Date: 2004-04-05 09:30 am (UTC)
From: [identity profile] drdoug.livejournal.com
I was saying you generate the graph from the points by doing the sums, and just take the O(n^2) hit at setup. Adding a single new point to the graph is only O(n). (This does sound a lot like AESA but I'm responding off the cuff here so haven't checked I'm afraid.)

For your million photo example I'm guessing this would still be your best bet if you have enough hardware to throw at it and your distance metric isn't woefully expensive to calculate.

Another option for that example would be to come up with a quick 'candidate match' algorithm - maybe based on a small set of numbers you generate cheaply for each photo individually. When you want to match a new photo, you find a largish number of candidate matches using these numbers, and use your expensive picture-picture matching algorithm on the results. (I'd also want to fill in the lines on the graph at that point by storing the distances, but that's still O(n^2) and you'll struggle with six billion photos on any near future kit.) Of course this depends on coming up with some cunning 'candidate match' algorithm that works.

If your requirement is to find the closest matching photo(s), I don't see how you can avoid the O(n^2) hit at some point (and throughout in storage terms), unless there are some strong properties of your match algorithm that don't leap out instantly?

My guess is that the known search algorithms are crap because the problem is bloody hard. It's bad enough doing NP optimisation stuff where evaluating candidate solutions is cheap - if evaluating solutions is hard you're stuffed unless you know something about how your data is structured/tends to cluster.

All of this is dodging the problem as you stated it - solving the metric space search problem elegantly - but that's because my instinct is that if a problem is well known but not well solved I'm unlikely to find a solution myself in polynomial time :-) (This is also probably why you have some distinction as an inventor of algorithms and I have none!)
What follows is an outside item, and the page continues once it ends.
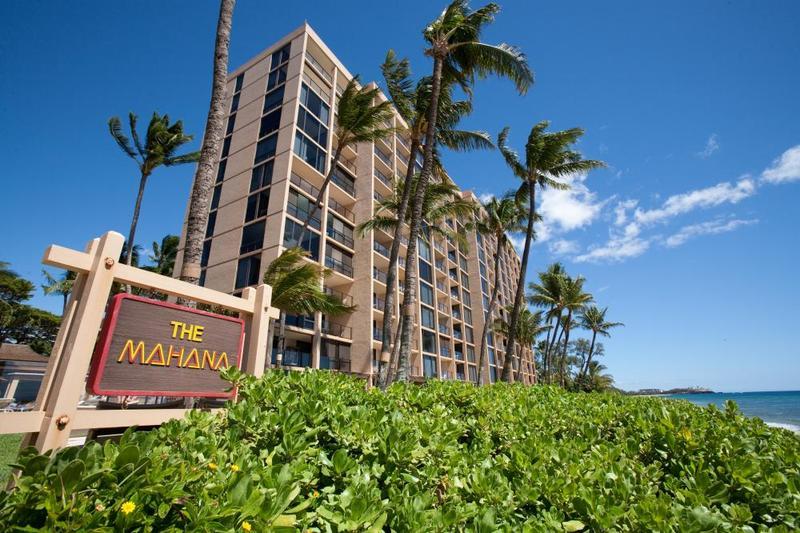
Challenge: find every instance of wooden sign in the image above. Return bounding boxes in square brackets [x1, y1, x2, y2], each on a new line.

Date: 2004-04-05 09:40 am (UTC)
From: [identity profile] ciphergoth.livejournal.com
The key property is that it's a metric space, so AB + BC <= AC for all points A, B, C in the set. You can use this to trim your search. How well depends on the properties of your data set...

I think an algorithm something like what you describe is in the survey paper, but I can't remember the name...

Date: 2004-04-05 03:06 pm (UTC)
From: [identity profile] pavlos.livejournal.com
how would you go about convincing yourself that that inequality holds for a particular real-world application, like the face matching for example?